Question: Reference genome/ annotation
I am running apple RNAseq data. When I do Cufflink, Cuffcompare, and Cuffdiff, what reference genome or annotation should I use for each process.

The reference data I have are:





They are not probably the correct ones, what types of genome data should I use for each purpose?

Also, the Galaxy only take GFF3/GTF file, how should I do with GFF files if I need to use them?


Thank you,


rna-seq • 1.1k views
We can help .. here are the guidelines for common usage with the Tuxedo RNA-seq pipeline using a reference genome that is not-native to the Galaxy instance you happen to be working on:

1. The tuxedo pipeline will accept "reference annotation" in GTF or GFF3 format. GFF is not supported (will not contain the transcript/gene identifiers necessary to be useful). So you will be using this file: Malus_x_domestica.v1.0-primary.transcripts.gff3

2. The "reference genome" you need to be using is same consensus genomic backbone that the gff3 is based on (the chromosome identifiers and coordinates the transcripts/gene bounds are mapped to). This would be " Malus_x_domestica.v1.0"? You want the .fasta version of the genome loaded into Galaxy. As a "Custom Reference Genome".

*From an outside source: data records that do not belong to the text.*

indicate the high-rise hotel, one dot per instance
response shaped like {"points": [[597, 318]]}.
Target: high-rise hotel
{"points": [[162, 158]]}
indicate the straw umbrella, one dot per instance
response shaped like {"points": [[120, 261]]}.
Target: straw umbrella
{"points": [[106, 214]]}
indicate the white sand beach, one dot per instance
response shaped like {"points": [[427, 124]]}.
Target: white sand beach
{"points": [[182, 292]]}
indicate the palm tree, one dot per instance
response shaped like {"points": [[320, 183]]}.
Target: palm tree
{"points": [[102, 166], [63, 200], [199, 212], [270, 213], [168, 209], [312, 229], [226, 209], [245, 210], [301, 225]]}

3. You data for "Malus_x_domestica.v1.0.consensus2contigs.gff" and "apple_genome_contigs.nuc" maps back details about how the "reference annotation" was created from the source genomic contigs. Useful in case there is transcript assembly/gene assembly or splice variant question/discrepancy in a region and you wish to investigate (real or artifact/sequencing issue).

Key links to help and many more details (including tutorials, etc):

I have made some assumptions from the given information, so please add clarification where I have misunderstood the context of the available inputs and we can work from there to further customize a solution. 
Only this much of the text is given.